Embracing the chaos: ascendent vierge bring their new sound to Berghain

With French-Belgian duo ascendent vierge, the world of electronic music has gained a new innovative voice. Last week, they made their debut at Berghain. Here’s how it went. 

Photo: Sergio De Rezende.

Experiencing ascendent vierge’s music is like looking at a piece of abstract expressionism. It takes a while until the erratic amalgamation of aimless brush strokes and splashes of colour comes together as one piece, revealing its meaning to the viewer. Pulsating and restless, the soundscapes ascendent vierge create are genre-bending, combining hardstyle techno with operatic vocals. On paper this combination sounds completely incongruous, but they somehow make it work.

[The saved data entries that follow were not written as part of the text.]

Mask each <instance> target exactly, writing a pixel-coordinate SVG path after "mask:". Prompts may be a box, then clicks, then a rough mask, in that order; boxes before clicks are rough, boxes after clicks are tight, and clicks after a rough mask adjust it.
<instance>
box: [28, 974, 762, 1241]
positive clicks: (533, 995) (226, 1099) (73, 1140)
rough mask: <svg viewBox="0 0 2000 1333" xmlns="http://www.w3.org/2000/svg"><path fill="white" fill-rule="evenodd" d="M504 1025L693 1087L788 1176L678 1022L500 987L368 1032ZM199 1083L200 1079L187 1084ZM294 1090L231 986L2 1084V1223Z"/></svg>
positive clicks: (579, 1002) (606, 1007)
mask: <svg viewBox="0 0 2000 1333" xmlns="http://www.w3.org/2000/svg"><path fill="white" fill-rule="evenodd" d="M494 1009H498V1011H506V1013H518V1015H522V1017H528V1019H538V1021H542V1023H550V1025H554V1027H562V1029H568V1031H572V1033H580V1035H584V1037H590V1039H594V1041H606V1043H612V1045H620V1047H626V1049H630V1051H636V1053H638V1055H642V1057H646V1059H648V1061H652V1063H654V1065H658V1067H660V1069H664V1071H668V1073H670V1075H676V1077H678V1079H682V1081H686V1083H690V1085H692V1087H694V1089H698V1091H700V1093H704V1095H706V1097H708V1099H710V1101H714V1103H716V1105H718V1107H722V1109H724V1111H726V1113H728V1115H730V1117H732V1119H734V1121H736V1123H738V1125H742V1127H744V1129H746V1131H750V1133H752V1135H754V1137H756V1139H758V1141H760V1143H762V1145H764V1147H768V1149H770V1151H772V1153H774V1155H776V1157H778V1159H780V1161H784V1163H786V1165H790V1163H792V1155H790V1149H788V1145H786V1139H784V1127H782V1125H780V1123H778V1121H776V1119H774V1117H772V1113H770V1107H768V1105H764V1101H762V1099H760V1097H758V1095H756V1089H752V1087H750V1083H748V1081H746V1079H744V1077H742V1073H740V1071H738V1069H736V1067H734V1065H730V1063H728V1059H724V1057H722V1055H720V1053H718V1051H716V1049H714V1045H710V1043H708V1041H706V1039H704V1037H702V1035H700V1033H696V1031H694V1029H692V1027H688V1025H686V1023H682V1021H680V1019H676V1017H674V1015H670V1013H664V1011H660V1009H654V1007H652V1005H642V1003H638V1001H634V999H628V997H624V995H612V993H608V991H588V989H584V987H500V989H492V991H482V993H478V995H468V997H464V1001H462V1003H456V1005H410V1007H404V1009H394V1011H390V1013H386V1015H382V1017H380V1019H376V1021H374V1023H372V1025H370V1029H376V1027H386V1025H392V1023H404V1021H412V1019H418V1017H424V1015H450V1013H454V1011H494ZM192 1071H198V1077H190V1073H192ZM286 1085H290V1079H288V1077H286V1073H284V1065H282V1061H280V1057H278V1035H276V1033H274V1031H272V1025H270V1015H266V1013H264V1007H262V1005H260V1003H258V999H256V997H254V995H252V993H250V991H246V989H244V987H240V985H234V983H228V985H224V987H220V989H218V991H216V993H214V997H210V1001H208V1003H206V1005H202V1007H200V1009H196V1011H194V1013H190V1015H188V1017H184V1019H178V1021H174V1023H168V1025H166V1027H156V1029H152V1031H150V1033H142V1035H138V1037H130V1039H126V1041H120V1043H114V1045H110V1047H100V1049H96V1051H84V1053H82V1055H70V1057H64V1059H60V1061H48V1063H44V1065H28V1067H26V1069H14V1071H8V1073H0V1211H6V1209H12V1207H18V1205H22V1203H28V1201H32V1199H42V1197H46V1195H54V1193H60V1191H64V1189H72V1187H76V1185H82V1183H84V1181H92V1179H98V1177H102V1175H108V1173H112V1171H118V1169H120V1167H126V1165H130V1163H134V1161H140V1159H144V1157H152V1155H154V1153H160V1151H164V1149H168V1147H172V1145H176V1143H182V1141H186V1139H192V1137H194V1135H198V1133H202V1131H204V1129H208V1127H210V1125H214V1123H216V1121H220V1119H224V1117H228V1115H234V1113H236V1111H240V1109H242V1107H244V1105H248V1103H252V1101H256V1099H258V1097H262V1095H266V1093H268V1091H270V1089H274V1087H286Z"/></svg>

In April, ascendent vierge released their debut album, Une Nouvelle Chance (“a new chance”). On the cover, the pair, consisting of French singer Mathilde Fernandez and Belgian DJ and producer Paul Seul, pose in front of a crashed aeroplane, gazing into the far distance (the future?) with determination, ready to unleash their new concoction into the world. And it seems they’re taking it very seriously.

Even though their soundscapes are pure chaos, the lyrics and bridges are discernible – and they’re catchy

Currently, the pair are on their first tour across Europe. Last Wednesday, they made a stop at Berghain. Standing in the notorious line, the first thing we notice is how young the crowd is, attested by the bouncers’ frequent inquiries into the ages of excitable queuers. Two mandatory stickers covering the phone cameras and up the metal staircase, we’re standing on the industrial hollow that is Berghain’s balcony. The twentysomethings, many of them French speakers and dressed to the nines, scutter around, giggling, smoking, exploring the grounds.

Album cover for Une Nouvelle Chance.

Anticipation is high. When Fernandez and Seul step onto the stage, the crowd audibly choke on their words as conversations turn into excited cheers and shrieks. Ascendent vierge are on a mission, diving straight in. What already seems like a daunting mix of genres becomes even more confusing in the live performance. Fernandez’ operatic wails layered on top of Seul’s relentless beats feel like gunshots that you’re compelled to duck at first, but then they slowly transform into an endlessly intoxicating cocktail that you just gulp, gulp, gulp. 

The duo manages something that is a rarity in the world of techno: the crowd sings along. Even though their soundscapes are pure chaos, the lyrics and bridges are discernible – and they’re catchy. Ascendant vierge still reserve some unpredictability: whenever a song breaks up, pauses or otherwise suggests to have ended, the crowd falls into applause, whistling and screaming, before they’re rudely interrupted again and again. But that doesn’t bother the throng; they’re eager to let Seul and Fernandez know that what they’re doing is much needed, scratching this generation’s itch for something new and exciting.